To determine more precisely the impact of the base composition on the Illumina sequencing coverage, we first developed a new program, named NTContent (https://github.com/emlec/NTContent). This program is based on a sliding window analysis and requires a DNA sequence in FASTA format as input. It generates a tab-delimited text file composed of two columns indicating for each given position the percentage of the requested nucleotide combination (Supplementary Figure S1 ). The NTContent program was applied to a rAAV genome sequence containing the CAG promoter followed by the GFP reporter gene and the SV40 polyadenylation signal sequence. The CAG promoter was chosen because it has high GC content and it is known to be difficult template for PCR amplification. Figure 2a shows the percentage of GC along the rAAV genome, the sequencing coverage obtained by SSV-Seq from a rAAV8 vector batch and from its corresponding plasmid vector. Both for the plasmid and the rAAV sample, two major drops in the sequencing coverage appeared in the CAG promoter around position 666 (asterisk, region 1) and position 1421 (asterisk, region 2) of the rAAV genome. The superimposed graphs revealed that the two sequencing drops in the CAG promoter are clearly related to a high GC content. A more precise analysis of the percentage of GC was performed using the same program NTContent but taking into account the nature (A, T, G, or C) of 50 successive bases with a step of 25 bases. This analysis showed that the two steep drops coincide with regions composed of more than 90% of GC (Supplementary Table S1).
In order to further investigate the origin of the sequencing drops, the presence of A, T, C, and G nucleotide stretches along the rAAV genome was analyzed (Figure 2b-c ). Of note, long G/C homopolymers have already been reported as a source of bias during sequencing on Illumina systems such as HiSeq instrument (Shin and Park, 2016). A succession of C, T and G homopolymers was observed in region 1 of the CAG promoter between position 588 and 676 (Figure 2b ). C and G stretches were also detected in region 2, upstream the steep drop, between position 1290 and 1391 (Figure 2c ). A previous study suggested that the presence of repetitive mononucleotides at the active site of a polymerase can lead to its dissociation from the DNA (Fazekas et al., 2010). For SSV-Seq, the PCR amplification is realized using the PfuUltra II Fusion HotStart DNA Polymerase. The number of nucleotides that fills the active site of this polymerase is 6. Thus, the software MISA was used to seek nucleotide repeats equal or greater than 6. Regions 1 and 2 of the CAG promoter contain 6 out of 14 homopolymers of ≥ 6 bases detected in the AAV vector genome (Supplementary Table S2 ). In particular, the first region showing a drastic coverage drop includes two stretches of 8 and 16 mononucleotides (C and G, respectively).

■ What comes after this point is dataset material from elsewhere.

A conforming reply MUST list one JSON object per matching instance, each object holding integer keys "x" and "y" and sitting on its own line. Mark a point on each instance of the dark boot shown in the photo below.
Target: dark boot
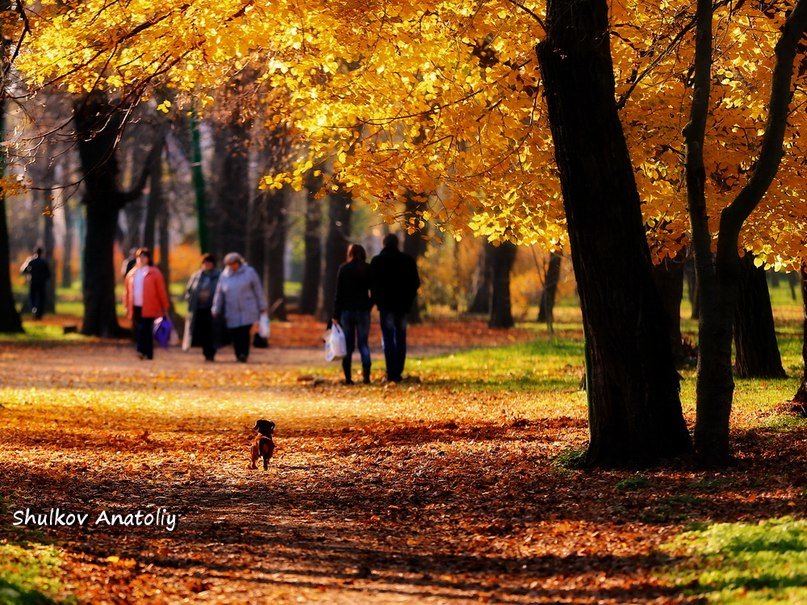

Overall, we can conclude that drastic drops in the sequencing coverage correlate with the presence of long stretches of G and C nucleotides in the rAAV vector genome which is consistent with the very high GC percentage illustrated on Figure 2a . It remains to be determined if this bias occurs at the PCR step and/or during the HiSeq Illumina sequencing. To address this question, a PCR-free protocol has been developed and compared to the PCR-enriched SSV-Seq method.